The new year brought new hope for the UK economy. Research group Markit reported this week that its purchasing managers' index of manufacturing activity rose to a 15-month high in December, with output rising at its strongest rate for 20 months.
This doesn't much alter the fact that output probably fell in the fourth quarter as a whole - the National Institute of Economic and Social Research is expected to estimate next week that GDP fell in the quarter - but it does suggest there's now sufficient momentum in the economy to reverse that fall soon.
But the upturn has been driven by rising domestic spending. Export orders fell in the month, and economists fear they might continue to do so. Business confidence, says Markit's Rob Dobson, "remains fragile and could easily be derailed by setbacks in key export markets".
One problem here is the continued recession in the eurozone. Markit also reported this week that output fell in the region last month, and that there's no sign of the declines moderating yet.
A second problem is that there will be continued uncertainty about US fiscal policy. Although stock markets rose on news that Congress and President Obama had reached a deal to prevent the economy falling over the 'fiscal cliff', economists pointed to two flaws with the agreement.
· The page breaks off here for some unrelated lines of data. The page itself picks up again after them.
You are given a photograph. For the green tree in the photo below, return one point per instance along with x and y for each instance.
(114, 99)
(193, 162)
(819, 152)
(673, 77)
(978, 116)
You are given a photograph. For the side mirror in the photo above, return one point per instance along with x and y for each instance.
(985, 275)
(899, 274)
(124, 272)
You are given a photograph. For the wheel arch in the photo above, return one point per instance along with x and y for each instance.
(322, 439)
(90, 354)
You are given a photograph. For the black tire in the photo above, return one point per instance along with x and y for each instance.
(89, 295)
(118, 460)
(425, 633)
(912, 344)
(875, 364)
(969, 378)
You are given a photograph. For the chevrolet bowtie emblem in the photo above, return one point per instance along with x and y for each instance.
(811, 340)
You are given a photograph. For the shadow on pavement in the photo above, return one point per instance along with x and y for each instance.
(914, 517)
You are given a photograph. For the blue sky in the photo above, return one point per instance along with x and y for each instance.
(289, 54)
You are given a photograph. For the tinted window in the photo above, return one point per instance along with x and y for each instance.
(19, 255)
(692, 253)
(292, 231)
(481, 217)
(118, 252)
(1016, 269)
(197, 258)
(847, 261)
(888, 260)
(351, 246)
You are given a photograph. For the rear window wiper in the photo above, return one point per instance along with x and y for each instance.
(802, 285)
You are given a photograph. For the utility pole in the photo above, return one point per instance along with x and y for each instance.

One is that it raises payroll taxes on most workers and income taxes on high earners, as well as some other taxes. Economists at Barclays Capital estimate that this represents a fiscal tightening equivalent to around 1.5 per cent of GDP.
Secondly, the agreement has merely postponed until 1 March the automatic cuts in government spending, known as sequestration. And, with Congress also needing to agree to raise the legal limit on federal debt soon, this means negotiations about the budget will resume soon. Ed Dolan of Roubini Global Economics says the deal "does nothing" to reduce uncertainty about future policy. All it does, he says, is "ensure that we go through the whole exercise again at another midnight a couple of months from now".
Economists fear this uncertainty in itself will depress spending; researchers at Stanford University have found that, in the past, increases in policy uncertainty have led to falls in output and employment. Gary Dugan at Coutts warns that "last minute decision-making and very partisan nature of recent budget talks will only add to businesses' misgivings about investing in the medium term".